After objections from Inland Northwest law enforcement officials and intense congressional lobbying from Washington and Idaho, the Defense Department says it has money in the Air Force budget through 2011 for the squadron and that “no plans exist to remove this capability” from Fairchild.
“That’s good news,” U.S. Rep. Cathy McMorris Rodgers, an Eastern Washington Republican, said Thursday.
In early 2007, military leaders announced plans to remove the 36th Rescue Flight, or 36th RQF, from the Air Force Survival School at Fairchild, where it is used in training air crews. Since it came to the base in the mid-1970s, the squadron has performed hundreds of search and rescue operations involving civilians who needed to be evacuated from remote locations around the Inland Northwest.
Members of Congress stalled the removal, telling the Pentagon to keep the squadron at Fairchild while they studied how the helicopters are being used, how they would be replaced by other units and what that would cost. When Air Force officials appeared before the Senate Appropriations Committee, they could expect a question from Sens. Patty Murray, D-Wash., or Larry Craig, R-Idaho; when they went before the House Armed Services Committee, they could face McMorris Rodgers.

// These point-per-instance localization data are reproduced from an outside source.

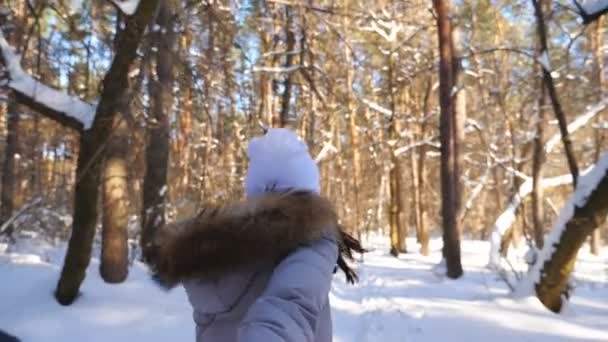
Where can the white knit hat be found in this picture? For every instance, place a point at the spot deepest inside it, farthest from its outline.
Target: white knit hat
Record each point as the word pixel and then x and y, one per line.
pixel 279 160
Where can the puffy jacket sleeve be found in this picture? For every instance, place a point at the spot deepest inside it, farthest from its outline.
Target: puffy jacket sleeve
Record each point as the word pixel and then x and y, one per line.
pixel 297 291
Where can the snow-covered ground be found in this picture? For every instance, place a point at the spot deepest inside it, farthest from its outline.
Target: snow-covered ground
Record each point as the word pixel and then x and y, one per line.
pixel 397 300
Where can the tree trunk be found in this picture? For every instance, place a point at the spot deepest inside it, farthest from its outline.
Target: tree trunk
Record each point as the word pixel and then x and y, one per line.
pixel 397 231
pixel 550 86
pixel 92 142
pixel 537 166
pixel 114 266
pixel 449 203
pixel 596 42
pixel 586 217
pixel 157 150
pixel 419 164
pixel 10 198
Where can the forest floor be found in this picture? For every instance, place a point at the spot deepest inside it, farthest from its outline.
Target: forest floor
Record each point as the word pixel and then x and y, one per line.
pixel 404 299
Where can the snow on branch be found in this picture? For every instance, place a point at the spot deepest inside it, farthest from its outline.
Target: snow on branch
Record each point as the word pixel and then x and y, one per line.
pixel 587 184
pixel 577 123
pixel 55 100
pixel 128 7
pixel 506 219
pixel 590 10
pixel 375 106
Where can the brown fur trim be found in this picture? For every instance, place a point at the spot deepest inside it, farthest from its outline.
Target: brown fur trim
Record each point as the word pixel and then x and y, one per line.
pixel 267 227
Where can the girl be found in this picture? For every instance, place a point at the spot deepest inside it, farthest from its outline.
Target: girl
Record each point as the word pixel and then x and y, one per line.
pixel 260 269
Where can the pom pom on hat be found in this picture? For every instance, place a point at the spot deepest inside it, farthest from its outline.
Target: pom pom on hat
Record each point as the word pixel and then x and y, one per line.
pixel 279 161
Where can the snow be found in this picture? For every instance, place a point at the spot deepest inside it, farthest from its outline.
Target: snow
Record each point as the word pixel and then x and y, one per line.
pixel 396 300
pixel 593 6
pixel 588 181
pixel 128 7
pixel 58 101
pixel 506 219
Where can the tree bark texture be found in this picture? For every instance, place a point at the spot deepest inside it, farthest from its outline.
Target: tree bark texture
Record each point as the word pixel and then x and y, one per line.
pixel 556 271
pixel 541 30
pixel 449 202
pixel 90 156
pixel 157 149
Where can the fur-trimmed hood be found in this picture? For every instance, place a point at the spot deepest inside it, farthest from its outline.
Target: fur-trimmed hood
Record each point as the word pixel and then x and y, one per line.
pixel 263 228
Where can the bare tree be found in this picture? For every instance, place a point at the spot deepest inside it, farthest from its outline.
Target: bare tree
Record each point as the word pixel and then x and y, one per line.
pixel 157 148
pixel 449 178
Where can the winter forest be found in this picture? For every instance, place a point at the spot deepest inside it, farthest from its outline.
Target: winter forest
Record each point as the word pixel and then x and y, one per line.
pixel 462 141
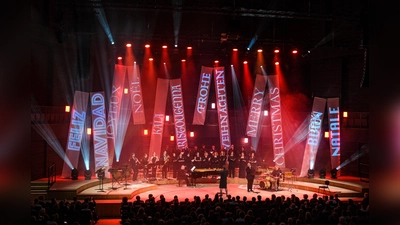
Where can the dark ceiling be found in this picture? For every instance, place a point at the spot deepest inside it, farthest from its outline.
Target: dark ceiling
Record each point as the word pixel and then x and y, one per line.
pixel 211 25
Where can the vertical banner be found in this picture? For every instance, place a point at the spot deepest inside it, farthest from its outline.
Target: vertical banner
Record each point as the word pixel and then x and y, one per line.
pixel 276 120
pixel 114 108
pixel 314 135
pixel 334 131
pixel 179 113
pixel 99 127
pixel 202 96
pixel 159 116
pixel 222 107
pixel 256 106
pixel 75 131
pixel 135 89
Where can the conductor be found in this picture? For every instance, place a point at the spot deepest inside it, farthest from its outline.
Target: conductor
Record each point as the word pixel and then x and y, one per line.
pixel 223 181
pixel 250 177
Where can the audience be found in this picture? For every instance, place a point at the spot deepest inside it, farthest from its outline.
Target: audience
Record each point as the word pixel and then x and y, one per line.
pixel 234 210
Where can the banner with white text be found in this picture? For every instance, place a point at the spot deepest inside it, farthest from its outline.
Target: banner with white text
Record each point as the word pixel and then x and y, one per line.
pixel 99 127
pixel 75 131
pixel 276 120
pixel 135 89
pixel 179 113
pixel 314 135
pixel 256 106
pixel 159 116
pixel 222 107
pixel 115 108
pixel 200 110
pixel 334 130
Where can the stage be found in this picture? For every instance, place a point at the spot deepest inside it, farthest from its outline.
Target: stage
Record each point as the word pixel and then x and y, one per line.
pixel 109 193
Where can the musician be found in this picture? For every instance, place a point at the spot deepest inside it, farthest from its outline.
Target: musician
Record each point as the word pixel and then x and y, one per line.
pixel 223 181
pixel 276 174
pixel 250 171
pixel 206 160
pixel 242 165
pixel 145 163
pixel 183 175
pixel 164 161
pixel 197 160
pixel 253 160
pixel 231 164
pixel 153 160
pixel 134 161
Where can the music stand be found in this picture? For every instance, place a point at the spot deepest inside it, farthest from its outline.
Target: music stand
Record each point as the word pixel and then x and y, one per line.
pixel 100 175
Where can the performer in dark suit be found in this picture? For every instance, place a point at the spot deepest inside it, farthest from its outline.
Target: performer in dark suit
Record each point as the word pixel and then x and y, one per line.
pixel 223 181
pixel 183 175
pixel 250 177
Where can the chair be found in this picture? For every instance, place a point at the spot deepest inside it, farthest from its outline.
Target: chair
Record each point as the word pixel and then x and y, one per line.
pixel 324 187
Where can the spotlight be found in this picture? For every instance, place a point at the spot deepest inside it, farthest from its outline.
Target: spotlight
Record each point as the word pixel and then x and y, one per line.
pixel 334 173
pixel 74 174
pixel 310 173
pixel 322 173
pixel 88 174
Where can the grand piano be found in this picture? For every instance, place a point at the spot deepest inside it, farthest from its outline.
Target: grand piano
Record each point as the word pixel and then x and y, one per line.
pixel 203 172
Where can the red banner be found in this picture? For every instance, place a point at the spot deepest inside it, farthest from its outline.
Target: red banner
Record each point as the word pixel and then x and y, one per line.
pixel 314 135
pixel 334 131
pixel 256 106
pixel 276 120
pixel 202 96
pixel 135 88
pixel 159 115
pixel 75 132
pixel 179 113
pixel 99 127
pixel 115 108
pixel 222 107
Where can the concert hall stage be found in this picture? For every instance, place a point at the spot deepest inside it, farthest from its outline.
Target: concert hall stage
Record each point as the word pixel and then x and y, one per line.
pixel 108 195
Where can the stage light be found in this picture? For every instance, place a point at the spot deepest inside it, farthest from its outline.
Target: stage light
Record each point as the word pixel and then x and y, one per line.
pixel 88 174
pixel 334 173
pixel 74 174
pixel 310 173
pixel 322 173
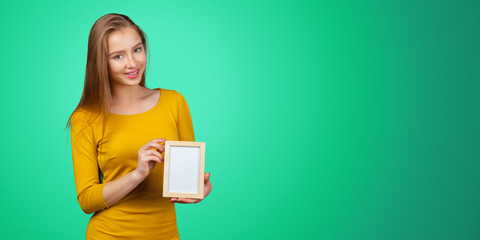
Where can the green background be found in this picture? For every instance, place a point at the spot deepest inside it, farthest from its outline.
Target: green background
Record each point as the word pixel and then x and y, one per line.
pixel 323 120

In June, McMorris Rodgers sent the Air Force chief of staff more questions about the Pentagon’s plans to handle the jobs the helicopters do, asking how far aircraft from other bases would have to fly, how long that would take and where they would refuel.
This month, Maj. Gen. Herbert Carlisle, the director of the Air Force’s legislative liaison office, wrote back with detailed answers to many of those questions, including the unit’s cost – $69.8 million over 10 years for 18 personnel and 1,080 flying hours per year.
More succinct, however, was his answer to the key question asking for a justification for moving the squadron.
“The 36th RQF is fully funded through Fiscal Year 2011 and there are no plans to close the 36th RQF at Fairchild Air Force Base,” Carlisle wrote.
As for alternatives, the Air Force doesn’t have any, he wrote, because it isn’t planning to move the squadron away from Fairchild.
A spokeswoman for Murray said the senator has received verbal assurances, both in meetings with Pentagon officials and during hearings, that the helicopters would stay at Fairchild. But the letter provides “positive confirmation.”
“Sen. Murray worked with former and current Air Force leadership to keep these helicopters here because of their importance to the base and the entire region,” spokeswoman Alex Glass said.
McMorris Rodgers said she thinks the Air Force was looking for ways to save money and decided to move the helicopters without realizing their importance.
“I’m not sure they understood to what degree those helicopters are providing services to the region,” she said, adding she hoped Carlisle’s letter signaled the end of talk about moving the unit.